The visit comes at a time when Kosovo and Serbia are expected to start talks to smooth over issues, that Secretary Clinton says are difficult to resolve. Serbia has not yet recognized Kosovo's independence, which it declared in 2008. "The European Union and the United States stand ready to assist and facilitate, to support and cajole that the parties do reach these agreements with each other. But ultimately, it is up to the leaders and the people that will have to come to a decision about their future," she said.
Kurt Volker, a former U.S. Ambassador to NATO, is a senior Fellow at Johns Hopkins University's School of Advanced International Studies. He says it is unlikely the visit will bear any immediate results. "But what I hope you will see is a commitment from the United States, from Europe, and from the leaders of Kosovo and Serbia to work on long term solutions, to work towards the betterment of the economy, so that people are better off, to work towards European integration, to solve practical problems," he said.
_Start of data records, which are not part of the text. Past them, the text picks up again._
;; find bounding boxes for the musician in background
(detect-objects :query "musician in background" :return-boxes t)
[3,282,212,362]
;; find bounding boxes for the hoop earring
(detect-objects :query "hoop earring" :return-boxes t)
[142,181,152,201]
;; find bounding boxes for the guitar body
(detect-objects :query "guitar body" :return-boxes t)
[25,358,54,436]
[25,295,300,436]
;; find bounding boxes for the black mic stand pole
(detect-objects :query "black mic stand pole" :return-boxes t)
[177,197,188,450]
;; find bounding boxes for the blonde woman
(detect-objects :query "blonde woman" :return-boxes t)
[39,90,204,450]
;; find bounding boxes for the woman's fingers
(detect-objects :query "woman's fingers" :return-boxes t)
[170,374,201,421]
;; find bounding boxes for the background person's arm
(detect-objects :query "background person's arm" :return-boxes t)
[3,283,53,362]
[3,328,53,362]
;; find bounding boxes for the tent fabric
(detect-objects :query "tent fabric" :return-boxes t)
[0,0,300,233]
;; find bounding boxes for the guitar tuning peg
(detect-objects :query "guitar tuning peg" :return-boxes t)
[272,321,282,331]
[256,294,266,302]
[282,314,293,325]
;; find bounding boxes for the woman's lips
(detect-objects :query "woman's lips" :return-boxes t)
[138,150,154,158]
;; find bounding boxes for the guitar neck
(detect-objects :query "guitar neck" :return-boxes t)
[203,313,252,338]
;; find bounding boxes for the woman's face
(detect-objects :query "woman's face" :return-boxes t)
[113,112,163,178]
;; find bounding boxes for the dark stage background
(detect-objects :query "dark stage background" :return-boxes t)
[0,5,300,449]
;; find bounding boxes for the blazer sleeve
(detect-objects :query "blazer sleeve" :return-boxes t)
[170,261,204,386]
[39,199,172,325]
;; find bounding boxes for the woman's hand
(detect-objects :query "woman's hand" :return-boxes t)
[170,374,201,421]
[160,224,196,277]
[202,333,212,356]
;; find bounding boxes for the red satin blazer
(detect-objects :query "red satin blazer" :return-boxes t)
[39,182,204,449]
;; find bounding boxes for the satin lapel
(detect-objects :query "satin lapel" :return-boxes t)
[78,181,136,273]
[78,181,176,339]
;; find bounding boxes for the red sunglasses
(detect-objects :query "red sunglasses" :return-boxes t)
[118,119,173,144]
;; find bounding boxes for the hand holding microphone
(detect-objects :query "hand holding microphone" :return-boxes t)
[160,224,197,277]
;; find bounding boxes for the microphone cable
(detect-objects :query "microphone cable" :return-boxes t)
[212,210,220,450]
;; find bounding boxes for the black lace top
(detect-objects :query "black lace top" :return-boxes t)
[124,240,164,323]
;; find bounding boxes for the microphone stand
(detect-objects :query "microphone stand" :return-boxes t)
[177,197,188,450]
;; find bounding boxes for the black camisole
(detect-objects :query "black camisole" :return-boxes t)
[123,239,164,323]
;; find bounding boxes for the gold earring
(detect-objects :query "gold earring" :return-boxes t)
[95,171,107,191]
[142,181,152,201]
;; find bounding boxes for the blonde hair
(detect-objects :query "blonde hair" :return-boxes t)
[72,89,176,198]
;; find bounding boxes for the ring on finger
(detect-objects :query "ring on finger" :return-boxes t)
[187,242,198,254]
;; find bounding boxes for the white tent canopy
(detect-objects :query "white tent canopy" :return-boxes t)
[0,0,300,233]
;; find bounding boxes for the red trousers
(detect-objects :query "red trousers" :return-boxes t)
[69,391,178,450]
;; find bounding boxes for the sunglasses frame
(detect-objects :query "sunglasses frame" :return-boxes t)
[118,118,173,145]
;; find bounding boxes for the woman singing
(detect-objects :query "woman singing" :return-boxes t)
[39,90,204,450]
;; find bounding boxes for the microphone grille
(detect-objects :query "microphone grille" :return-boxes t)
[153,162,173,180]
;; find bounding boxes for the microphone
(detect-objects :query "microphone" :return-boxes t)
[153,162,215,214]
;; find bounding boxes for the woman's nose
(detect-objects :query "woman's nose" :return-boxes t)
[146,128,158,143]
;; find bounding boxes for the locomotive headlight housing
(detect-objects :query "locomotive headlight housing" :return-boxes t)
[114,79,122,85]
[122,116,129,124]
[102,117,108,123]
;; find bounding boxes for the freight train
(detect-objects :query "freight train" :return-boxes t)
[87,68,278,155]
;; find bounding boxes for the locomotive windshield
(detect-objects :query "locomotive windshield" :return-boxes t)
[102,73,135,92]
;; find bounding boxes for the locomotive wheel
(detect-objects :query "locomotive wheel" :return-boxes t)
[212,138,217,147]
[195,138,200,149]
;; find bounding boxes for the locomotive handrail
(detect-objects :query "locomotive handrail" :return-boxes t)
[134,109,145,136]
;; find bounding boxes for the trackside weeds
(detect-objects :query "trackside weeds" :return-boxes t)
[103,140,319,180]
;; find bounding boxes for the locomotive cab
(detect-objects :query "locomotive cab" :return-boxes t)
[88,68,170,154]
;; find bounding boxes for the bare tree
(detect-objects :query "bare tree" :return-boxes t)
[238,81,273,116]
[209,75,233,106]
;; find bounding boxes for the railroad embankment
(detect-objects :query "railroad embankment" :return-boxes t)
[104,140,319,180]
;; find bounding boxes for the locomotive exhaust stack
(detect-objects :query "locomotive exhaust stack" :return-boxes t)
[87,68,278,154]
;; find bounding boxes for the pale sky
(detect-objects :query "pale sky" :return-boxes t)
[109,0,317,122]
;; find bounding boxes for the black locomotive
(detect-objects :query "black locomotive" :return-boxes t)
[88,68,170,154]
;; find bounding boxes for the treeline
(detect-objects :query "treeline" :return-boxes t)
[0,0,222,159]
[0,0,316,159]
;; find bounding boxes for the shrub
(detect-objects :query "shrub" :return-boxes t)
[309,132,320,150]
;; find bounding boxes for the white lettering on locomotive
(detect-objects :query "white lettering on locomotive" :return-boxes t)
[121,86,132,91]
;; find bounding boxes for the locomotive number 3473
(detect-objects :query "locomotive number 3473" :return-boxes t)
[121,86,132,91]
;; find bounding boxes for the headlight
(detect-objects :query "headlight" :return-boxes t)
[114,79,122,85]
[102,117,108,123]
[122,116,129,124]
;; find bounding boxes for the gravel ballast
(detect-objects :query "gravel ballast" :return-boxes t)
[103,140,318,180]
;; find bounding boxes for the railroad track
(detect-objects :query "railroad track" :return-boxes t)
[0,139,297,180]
Ambassador Volker says he hopes Secretary Clinton's visit will re-energize efforts to bring all of the Balkans region into the mainstream.
Ambassador Frank Wisner, a career diplomat, agrees the trip is important. Wisner was the US representative during international mediations between Belgrade and Prishtina in 2007. He says Clinton should urge Kosovo's political factions to present a united front toward Serbia, especially in light president Fatmir Sejdiu's recent resignation and the prospects of elections early next year.
"The second critically important issue for the Secretary to focus on is the continued path of recognition of Kosova. Seventy nations have recognized Kosova; more need to come along to establish in the eyes of the world a legitimacy," he said.
After the International Court of Justice ruled in July that Kosovo's unilateral declaration of independence two years ago was not illegal, Serbia said it would bring the issue to the United Nations. But in a last minute deal, Belgrade agreed to drop its challenge to independence, opening the way to a resolution calling for dialogue between parties.
The State Department says those talks will be on practical issues and among equals, and that the US will play an active role.
Ambassador Kurt Volker says the Serbian government has been very constructive in the last few years. "And I think that continuing to reach out and engage Serbia, both bilaterally, through the Partnership for Peace of NATO and EU's engagement with Serbia is also important," he said.
Ambassador Wisner acknowledges that Serbia may not recognize Kosovo for a long time. But he believes Prishtina and Belgrade should accommodate one another in the meantime, on issues of mutual interest, allowing the Western Balkans to settle down.
"That should be the objective of the two sides when they actually meet. It should be what we concentrate American attention on encouraging Kosova and Serbia to come together and it should be at the heart of the accommodation that the European Union should aspire to when it continues its discussions on the EU membership for the two countries," he said.
Steven Meyers, a professor of National Security Studies and Political Science at the National Defense University in Washington, says Clinton might offer to set up US diplomatic offices and officers for the talks. "But I am not optimistic or encouraged that the talks will move very quickly or that they will move towards exactly the end that the United States wants to see," he said.
Secretary Clinton will also visit Bosnia, where the October 3 elections appear to have left the three-person presidency deadlocked over the country's future - with two leaders of the ethnically-divided nation advocating unity and a third pushing for its breakup. "We need a new impetus for progress in Bosnia. We need civil society groups to work on an interethnic basis, to try to bring society together. We need a new focus on governing institutions which are weak. Hopefully her visit combined with the European Union can stimulate this kind of interest in the region again," he said.
But Professor Meyer is skeptical. He says the American position for 15 years has been to urge compromise, but adds that the reality of Bosnia's situation makes that difficult. "The United States is very hard over on the position that Bosnia must stand together as a unitary state. It never has been a unitary state by the way but it must become a unitary, centralized state and frankly that is just not going to happen," he said.
Secretary Clinton starts her tour on Monday with the first stop in Bosnia-Herzegovina, followed by visits to Serbia and Kosovo. She then travels to Brussels where she will participate in a NATO ministerial meeting and hold meetings with senior European Union officials.